Die vorherige Versandhandelsregelung bzw. die vorherigen Lieferschwellen sind zum 1.7.2021 abgeschafft und durch neue sog. Fernverkaufsregelungen ersetzt. Prinzipiell bleibt es aber bei dem vorherigen Prinzip, dass die USt aus einem grenzüberschreitenden Warenverkauf an Privatpersonen dem EU-Mitgliedstaat zufließt, in dem der Verbrauch stattfindet bzw. dem Mitgliedstaat, in den die verkaufte Ware gelangt. Dieser Grundsatz ist ab 1.7.2021 dadurch noch erweitert, dass das Bestimmungslandprinzip grundsätzlich unabhängig vom Überschreiten einer Lieferschwelle des betreffenden Bestimmungsmitgliedstaates gilt. Eine Ausnahme gilt lediglich für Kleinstverkäufer. Wenn deren EU-weite Verkäufe eine Schwelle von 10.000 EUR nicht überschreiten, gilt für diese Verkäufe nicht das Umsatzsteuerrecht des Bestimmungsmitgliedstaates, sondern das Recht des Staates, in dem der Warentransport beginnt; dieser Staat ist meist der Ansässigkeitsstaat des Verkäufers, sodass Kleinstverkäufer sich regelmäßig nur mit dem Umsatzsteuerrecht des eigenen Staates auseinander setzen müssen.

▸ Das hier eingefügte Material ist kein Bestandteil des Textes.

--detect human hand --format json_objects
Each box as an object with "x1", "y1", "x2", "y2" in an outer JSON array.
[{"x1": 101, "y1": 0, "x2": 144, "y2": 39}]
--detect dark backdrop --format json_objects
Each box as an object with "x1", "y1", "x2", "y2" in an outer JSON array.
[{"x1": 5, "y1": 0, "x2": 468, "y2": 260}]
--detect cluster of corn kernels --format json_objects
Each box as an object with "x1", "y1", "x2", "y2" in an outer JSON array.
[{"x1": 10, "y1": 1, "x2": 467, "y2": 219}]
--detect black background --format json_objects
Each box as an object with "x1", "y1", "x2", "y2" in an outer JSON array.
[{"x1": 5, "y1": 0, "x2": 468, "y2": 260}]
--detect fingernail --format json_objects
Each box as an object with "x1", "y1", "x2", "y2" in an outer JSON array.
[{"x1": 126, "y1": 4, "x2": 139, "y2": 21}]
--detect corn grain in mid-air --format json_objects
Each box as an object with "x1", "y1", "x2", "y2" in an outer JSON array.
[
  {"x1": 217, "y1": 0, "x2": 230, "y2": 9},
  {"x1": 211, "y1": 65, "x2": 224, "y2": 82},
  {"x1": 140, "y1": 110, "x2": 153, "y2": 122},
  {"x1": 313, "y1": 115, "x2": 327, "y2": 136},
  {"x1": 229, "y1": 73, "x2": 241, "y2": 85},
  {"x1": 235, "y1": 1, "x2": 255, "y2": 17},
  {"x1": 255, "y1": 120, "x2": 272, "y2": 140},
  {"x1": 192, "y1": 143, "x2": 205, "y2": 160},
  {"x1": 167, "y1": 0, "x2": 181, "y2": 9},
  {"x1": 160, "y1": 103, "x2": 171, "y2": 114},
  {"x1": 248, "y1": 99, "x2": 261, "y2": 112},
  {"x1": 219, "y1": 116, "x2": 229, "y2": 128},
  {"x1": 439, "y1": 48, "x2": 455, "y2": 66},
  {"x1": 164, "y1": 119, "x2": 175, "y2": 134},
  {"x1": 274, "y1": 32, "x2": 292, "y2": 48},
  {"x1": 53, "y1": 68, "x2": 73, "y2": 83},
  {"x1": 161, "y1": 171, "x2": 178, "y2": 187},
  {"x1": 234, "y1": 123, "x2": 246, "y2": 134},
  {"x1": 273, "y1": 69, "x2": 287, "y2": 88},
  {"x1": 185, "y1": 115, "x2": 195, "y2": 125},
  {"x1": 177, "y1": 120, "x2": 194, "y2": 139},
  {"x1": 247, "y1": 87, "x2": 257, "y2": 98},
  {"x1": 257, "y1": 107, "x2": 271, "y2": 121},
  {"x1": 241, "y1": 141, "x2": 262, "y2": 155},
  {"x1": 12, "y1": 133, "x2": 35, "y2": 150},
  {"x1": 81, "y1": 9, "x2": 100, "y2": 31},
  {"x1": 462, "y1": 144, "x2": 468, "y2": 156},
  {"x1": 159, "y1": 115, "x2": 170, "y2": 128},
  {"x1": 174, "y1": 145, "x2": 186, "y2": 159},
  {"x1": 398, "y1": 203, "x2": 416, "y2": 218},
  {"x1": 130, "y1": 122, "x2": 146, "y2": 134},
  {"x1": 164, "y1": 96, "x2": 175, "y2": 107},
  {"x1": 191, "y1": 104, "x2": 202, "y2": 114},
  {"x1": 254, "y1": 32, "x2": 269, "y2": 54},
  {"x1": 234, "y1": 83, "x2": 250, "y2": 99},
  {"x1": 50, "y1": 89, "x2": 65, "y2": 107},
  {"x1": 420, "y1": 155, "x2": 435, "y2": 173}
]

Da es nicht mehr auf Lieferschwellen ankommt, muss der Verkäufer sich (abgesehen von den Fällen, in denen die Umsatzschwelle von 10.000 EUR nicht überschritten wird), mehr noch als vorher mit ausländischem Umsatzsteuerrecht (d. h. dem Recht des jeweiligen EU-Mitgliedstaates oder mehrerer Staaten, in die er seine Ware verkauft) befassen. Das bedeutet, die o. g. Registrierungs- und Steuererklärungspflichten weiten sich auf eine Vielzahl zusätzlicher Fälle aus. Um es dem Verkäufer aber zu ermöglichen, sich nicht in dem jeweiligen Bestimmungsmitgliedstaat, in dem Ware verkauft wird, umsatzsteuerlich zu registrieren, bietet das neue ab 1.7.2021 geltende System dem Verkäufer die Option, von dem sog. One-Stop-Shop (OSS) Gebrauch zu machen. Dieser funktioniert in der Weise, dass der Verkäufer seine gesamten grenzüberschreitenden Verkäufe in nur einem EU-Mitgliedstaat bei einer Zentralstelle erklärt und Umsatzsteuerzahlungen an diese leistet. Die Zentralstelle leitet die Erklärungen bzw. Zahlungen dann in die jeweiligen EU-Mitgliedstaaten weiter, in denen die Verkaufsumsätze stattgefunden haben. Für Deutschland ist die Zentralstelle das BZSt. Für in der EU ansässige Verkäufer ist der Mitgliedstaat, in dem der OSS genutzt werden kann, immer nur der eigene Ansässigkeitsstaat. Unternehmer mit Ansässigkeit außerhalb der EU (sog. Drittlandsunternehmer) können den EU-Mitgliedstaat, in dem sie die Teilnahme an dem OSS anzeigen wollen, frei wählen.

Selbst bei Nutzung des OSS steht der Verkäufer jedoch weiterhin vor dem Problem, sich mit dem Umsatzsteuerrecht des EU-Mitgliedstaats auskennen zu müssen, in den er Ware liefert. Er muss z. B. in seiner Steuererklärung über den OSS die Umsätze getrennt nach dem jeweiligen EU-Mitgliedstaat, in dem er Ware verkauft hat, anmelden. Das bedeutet, der Verkäufer muss insbesondere die Steuersätze der einzelnen Mitgliedstaaten kennen, um seine Umsatzsteuerschuld zutreffend berechnen zu können.